Māori iwi (tribe) in Aotearoa New Zealand

Ngā Rauru (also Ngā Rauru Kītahi) is a Māori iwi in the South Taranaki region of New Zealand. In the 2006 census, 4,047 Māori claimed affiliation to Ngā Rauru, representing 12 hapū.

==History==
===Early history===
The early history of Ngā Rauru kitahī starts before the coming of the Te Kāhui Rere, a Māori tribe that is situated in the South Taranaki area. The iwi takes its name from Rauru Kītahi, a Māori warrior who, after travelling extensively throughout New Zealand, settled in the south Taranaki region. Rauru Kītahi was the first son of Ruarangi and Rongoueroa (see History of Te Āti Awa), and a descendant of Toi-te-huatahi. Awanuiarangi, the founding ancestor of Te Āti Awa, was Rauru's half-brother.

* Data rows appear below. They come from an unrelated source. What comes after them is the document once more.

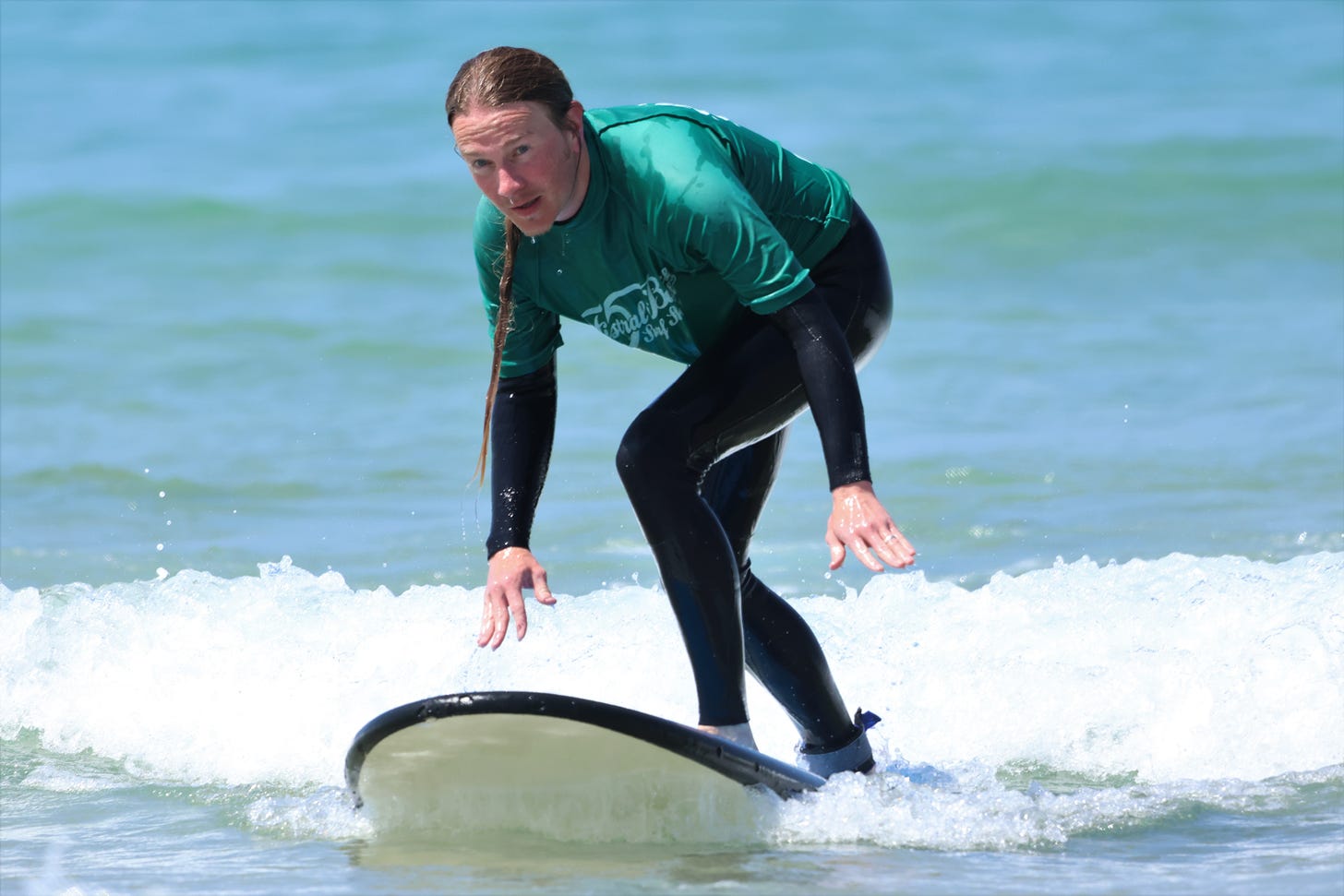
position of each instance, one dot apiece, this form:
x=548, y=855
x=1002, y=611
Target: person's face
x=524, y=162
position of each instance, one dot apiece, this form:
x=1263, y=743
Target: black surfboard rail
x=733, y=760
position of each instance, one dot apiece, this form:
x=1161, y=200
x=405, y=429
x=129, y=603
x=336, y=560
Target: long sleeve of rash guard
x=522, y=433
x=832, y=386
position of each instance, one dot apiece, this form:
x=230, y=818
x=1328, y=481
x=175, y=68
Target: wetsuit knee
x=647, y=456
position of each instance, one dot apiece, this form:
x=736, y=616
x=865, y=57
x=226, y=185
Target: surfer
x=694, y=238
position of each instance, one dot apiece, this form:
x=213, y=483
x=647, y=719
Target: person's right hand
x=511, y=571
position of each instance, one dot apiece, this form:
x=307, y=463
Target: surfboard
x=510, y=759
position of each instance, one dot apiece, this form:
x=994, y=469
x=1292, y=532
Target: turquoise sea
x=242, y=363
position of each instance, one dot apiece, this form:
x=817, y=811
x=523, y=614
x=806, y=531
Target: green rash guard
x=687, y=221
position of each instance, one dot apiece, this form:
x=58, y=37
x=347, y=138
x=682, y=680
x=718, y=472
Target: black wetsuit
x=699, y=462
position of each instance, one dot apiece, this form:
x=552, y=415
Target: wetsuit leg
x=781, y=651
x=742, y=389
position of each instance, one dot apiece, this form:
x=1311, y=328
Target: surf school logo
x=639, y=313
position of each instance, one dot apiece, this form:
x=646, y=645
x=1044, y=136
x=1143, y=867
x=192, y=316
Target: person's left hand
x=859, y=523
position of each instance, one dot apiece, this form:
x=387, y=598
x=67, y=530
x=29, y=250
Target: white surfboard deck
x=545, y=763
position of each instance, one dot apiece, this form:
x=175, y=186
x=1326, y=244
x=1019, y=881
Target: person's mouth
x=530, y=206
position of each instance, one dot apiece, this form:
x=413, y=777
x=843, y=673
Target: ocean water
x=242, y=362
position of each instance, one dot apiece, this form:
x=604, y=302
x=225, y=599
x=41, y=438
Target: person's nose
x=510, y=183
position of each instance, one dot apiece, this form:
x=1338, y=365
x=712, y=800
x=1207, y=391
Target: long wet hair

===Tribal and New Zealand Wars===
In the early 19th century, northern iwi including Ngā Puhi and Ngāti Toa fought other Māori iwi in campaigns throughout the North Island, armed with European muskets. Ngā Rauru came under attack from Ngāti Toa in 1822, and from Ngāti Tuwharetoa in the 1840s. The last conflict of the Musket Wars occurred at Te Ihupuku Pā in 1845, with Ngāti Tuwharetoa being convinced by the Anglican Bishop of New Zealand and an army major to return to Taupō without a shot being fired.

Initial trade relations with Europeans were profitable. In the 1850s divisions emerged within tribes across Taranaki over land sales to the government. This eventually led to the New Zealand Wars, starting in Taranaki. As a result, 607 square kilometres was confiscated from Ngā Rauru by Crown troops. In 1868, Ngā Rauru supported the Ngāti Ruanui leader Tītokowaru against Crown troops. In response, Crown troops destroyed and confiscated more Ngā Rauru land, devastating the economy of the iwi. Subsequent loss of control of Ngā Rauru land occurred through improper land title acquisitions by the New Zealand Government.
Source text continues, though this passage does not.